SUM EQUITIES

InfiniteContext — Tiered Memory for AI

An extensible memory layer that pushes past model context limits: a hierarchical bucket store with exact-flat persistence and approximate (HNSW) retrieval at scale, automatic categorization, multi-level summarization, and pluggable storage tiers from local disk to cloud. Public, MIT-licensed TypeScript library + CLI.

In development last commit 5 days ago · 50 commits / 30d Verified Jun 15, 2026

InfiniteContext architecture — Context Manager and Memory Router route content across local/cloud storage into an HNSW vector store, with categorization, summarization, and integrity utilities

Status: public, MIT-licensed, early-stage (v0.1.0). The library is inspectable and exercised by a Jest test suite with CI on Node 20/22, but it’s pre-1.0 with no stable release. It’s distributed as source on GitHub — there is no published npm package under this name (that name on the registry belongs to an unrelated author). The “What’s Needed To Tighten” section is the honest gap list.

InfiniteContext is a TypeScript memory layer that lets AI applications work past the context window — storing, organizing, and retrieving large amounts of information across storage tiers instead of cramming everything into one prompt. It ships as a Node library and a CLI (infinite-context), with OpenAI wired in for embeddings and summarization.

Three Hierarchies

The system layers at three distinct levels:

  1. Storage tiers — a Memory Router fronts pluggable providers (local disk today, Google Drive via the cloud provider, with a common StorageProvider interface for adding more), so hot and cold memory live where they belong.
  2. Multi-level summarization — a SummarizationEngine compresses content into summaries at several levels of abstraction, so long histories can be served without replaying everything verbatim.
  3. Hierarchical bucket organization — content is filed into a domain/topic bucket tree and retrieved through a HierarchicalRetriever, with automatic categorization deciding where new content lands.

What’s Implemented Today

  • Vector retrieval — exact flat index artifacts that persist and support rebuild / merge / split / save / load, plus an approximate HNSW backend (hnswlib-node, with graceful flat fallback) that the hierarchical retriever switches to per-trace above a ~2,000-item threshold for sub-linear search at scale.
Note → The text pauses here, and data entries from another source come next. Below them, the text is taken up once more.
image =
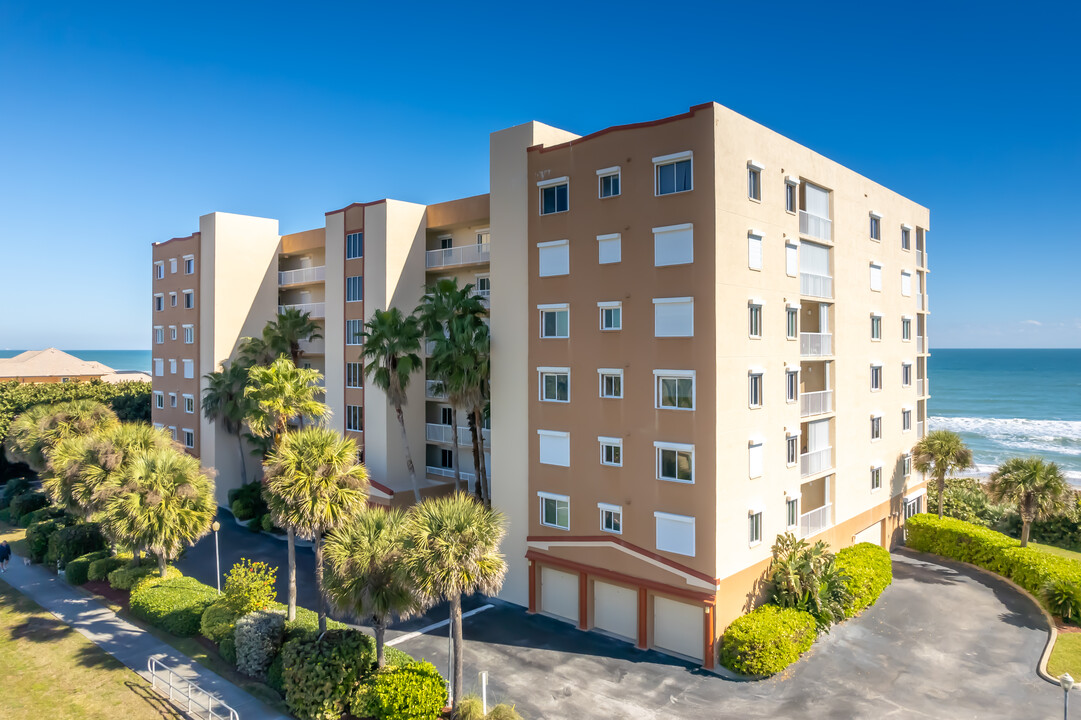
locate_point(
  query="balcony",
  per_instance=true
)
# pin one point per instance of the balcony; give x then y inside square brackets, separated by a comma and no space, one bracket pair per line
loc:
[814,226]
[817,520]
[315,309]
[816,403]
[462,255]
[302,276]
[816,345]
[815,462]
[816,285]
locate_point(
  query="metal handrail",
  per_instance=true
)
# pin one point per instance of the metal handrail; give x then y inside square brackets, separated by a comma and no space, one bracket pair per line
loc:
[189,696]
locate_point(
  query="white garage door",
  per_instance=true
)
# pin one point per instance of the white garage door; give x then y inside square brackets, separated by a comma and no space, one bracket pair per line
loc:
[872,534]
[615,610]
[559,594]
[678,627]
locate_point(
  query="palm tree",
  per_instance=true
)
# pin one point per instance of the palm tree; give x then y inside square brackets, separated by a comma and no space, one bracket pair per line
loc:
[315,485]
[365,576]
[391,344]
[452,550]
[224,400]
[278,395]
[162,503]
[938,453]
[1036,487]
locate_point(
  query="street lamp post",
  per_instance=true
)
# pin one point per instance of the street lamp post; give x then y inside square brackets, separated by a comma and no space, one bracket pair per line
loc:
[217,556]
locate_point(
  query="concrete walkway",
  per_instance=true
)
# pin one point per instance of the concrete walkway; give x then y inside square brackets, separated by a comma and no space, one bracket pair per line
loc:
[128,643]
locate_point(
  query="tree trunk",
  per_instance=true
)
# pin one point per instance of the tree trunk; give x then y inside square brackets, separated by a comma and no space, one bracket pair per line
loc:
[291,537]
[409,455]
[319,582]
[458,654]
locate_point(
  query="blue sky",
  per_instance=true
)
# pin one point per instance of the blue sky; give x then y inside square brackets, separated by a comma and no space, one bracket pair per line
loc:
[122,122]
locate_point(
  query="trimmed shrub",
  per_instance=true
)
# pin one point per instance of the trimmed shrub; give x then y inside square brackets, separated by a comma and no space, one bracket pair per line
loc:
[99,569]
[766,640]
[218,622]
[258,639]
[77,571]
[74,542]
[175,604]
[866,571]
[411,692]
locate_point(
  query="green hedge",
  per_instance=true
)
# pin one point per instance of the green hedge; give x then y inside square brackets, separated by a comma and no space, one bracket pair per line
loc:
[175,604]
[766,640]
[867,572]
[77,571]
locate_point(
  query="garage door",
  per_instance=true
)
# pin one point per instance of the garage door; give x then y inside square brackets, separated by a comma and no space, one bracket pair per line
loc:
[872,534]
[559,594]
[678,627]
[615,610]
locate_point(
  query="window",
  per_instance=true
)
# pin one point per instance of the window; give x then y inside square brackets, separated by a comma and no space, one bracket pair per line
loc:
[609,249]
[611,518]
[755,389]
[555,384]
[354,374]
[355,418]
[675,462]
[608,182]
[755,250]
[611,380]
[674,317]
[675,389]
[611,451]
[755,528]
[555,257]
[674,244]
[611,316]
[555,196]
[755,456]
[555,448]
[555,510]
[755,320]
[555,320]
[355,289]
[672,173]
[753,181]
[354,332]
[354,245]
[675,533]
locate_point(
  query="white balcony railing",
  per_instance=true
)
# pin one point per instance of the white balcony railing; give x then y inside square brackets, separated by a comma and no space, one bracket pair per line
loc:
[815,227]
[462,255]
[315,309]
[816,461]
[302,275]
[816,345]
[816,520]
[816,285]
[816,403]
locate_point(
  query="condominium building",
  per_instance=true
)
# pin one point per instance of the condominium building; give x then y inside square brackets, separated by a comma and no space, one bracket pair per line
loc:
[703,335]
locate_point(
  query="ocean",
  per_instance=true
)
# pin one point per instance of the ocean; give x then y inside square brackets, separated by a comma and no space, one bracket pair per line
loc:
[1008,403]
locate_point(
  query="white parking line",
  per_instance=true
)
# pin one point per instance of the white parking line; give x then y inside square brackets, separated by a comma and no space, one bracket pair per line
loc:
[436,626]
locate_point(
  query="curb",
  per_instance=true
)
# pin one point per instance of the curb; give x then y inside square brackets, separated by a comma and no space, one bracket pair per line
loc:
[1041,668]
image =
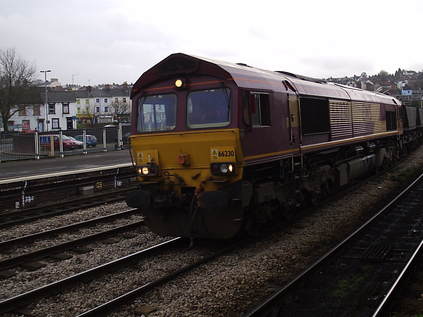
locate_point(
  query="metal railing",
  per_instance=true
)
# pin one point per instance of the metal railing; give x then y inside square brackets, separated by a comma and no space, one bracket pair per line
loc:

A committed, key-free benchmark (docs/retrieval-benchmark.md) measures the HNSW backend against exact flat search: recall@10 = 0.995 at N=1,000 (≈1.3× p50 speedup), scaling to ~24× p50 speedup at 100k vectors — i.e. near-exact results at a fraction of the latency.
  • Hierarchical bucket store — domain→topic organization with a multi-strategy retriever, covered by tests.
  • Automatic categorization — a PromptCategorizer routes content using keyword, vector-similarity, and adaptive strategies, with a category cache.
  • Multi-level summarization — OpenAI-driven summaries at configurable abstraction levels (real chat.completions calls), with a deterministic extractive fallback when no LLM client is configured.
  • Negation-aware retrieval — Widdows orthogonal negation, so “X but not Y” queries subtract the negated subspace (with a design note connecting it to compositional/DisCoCat meaning).
  • Pluggable storage — local and Google Drive providers behind one interface.
  • Robustness layer — transaction management with rollback, data-integrity verification, backup/recovery, and data portability (JSON / JSONL / CSV import-export).

Technical Stack

  • Language: TypeScript (Node library + infinite-context CLI)
  • Vector index: exact flat (persisted artifacts) + approximate HNSW via hnswlib-node for retrieval at scale (IVF reserved)
  • Embeddings / summarization: OpenAI (text-embedding-3-small by default)
  • Storage: local filesystem, Google Drive; SQLite / MongoDB / Redis client deps present for backends
  • Tests / CI: Jest, GitHub Actions on Node 20 + 22
  • License: MIT
  • Docs: API, Architecture, Categorization, Compositional Meaning, Memory Monitoring, Extending, llamafile, macOS setup

What’s Needed For This Entry To Tighten

  • A tagged stable release (it’s at v0.1.0). An install path already exists if wanted: the bare npm name infinite-context is taken by another author, but the package’s actual scoped name @ototao/infinite-context is unpublished (free) — so shipping to npm is a choice, not a blocker.
  • A hosted demo or a recorded end-to-end run (ingest → store → retrieve) a visitor can verify without cloning.
  • A labeled retrieval-quality eval. The committed benchmark above measures HNSW’s fidelity to exact search (approximation quality + speedup), not end-to-end answer quality against ground-truth relevance — that’s the next benchmark to add.
  • Shipped

    Exact flat vector store with persisted, rebuildable index artifacts (save/load/merge/split), plus an approximate HNSW backend for retrieval at scale

    src/core/VectorStore.ts (persisted exact flat artifacts), src/utils/IndexManager.ts (flat + hnswlib-node HNSW, graceful flat fallback), src/core/HierarchicalRetriever.ts (per-trace HNSW ANN above a 2,000-item threshold); tests/core/VectorStore.test.ts

  • Shipped

    Hierarchical bucket memory with a multi-strategy retriever

    src/core/{Bucket,MemoryManager,HierarchicalRetriever}.ts; tests/core/{Bucket,HierarchicalRetriever}.test.ts

  • Shipped

    Automatic prompt/output categorization with keyword, vector-similarity, and adaptive strategies

    src/categorization/PromptCategorizer.ts + strategies/

  • Shipped

    Multi-level summarization via OpenAI embeddings/completions

    src/summarization/SummarizationEngine.ts

  • Shipped

    Negation-aware retrieval (Widdows orthogonal negation)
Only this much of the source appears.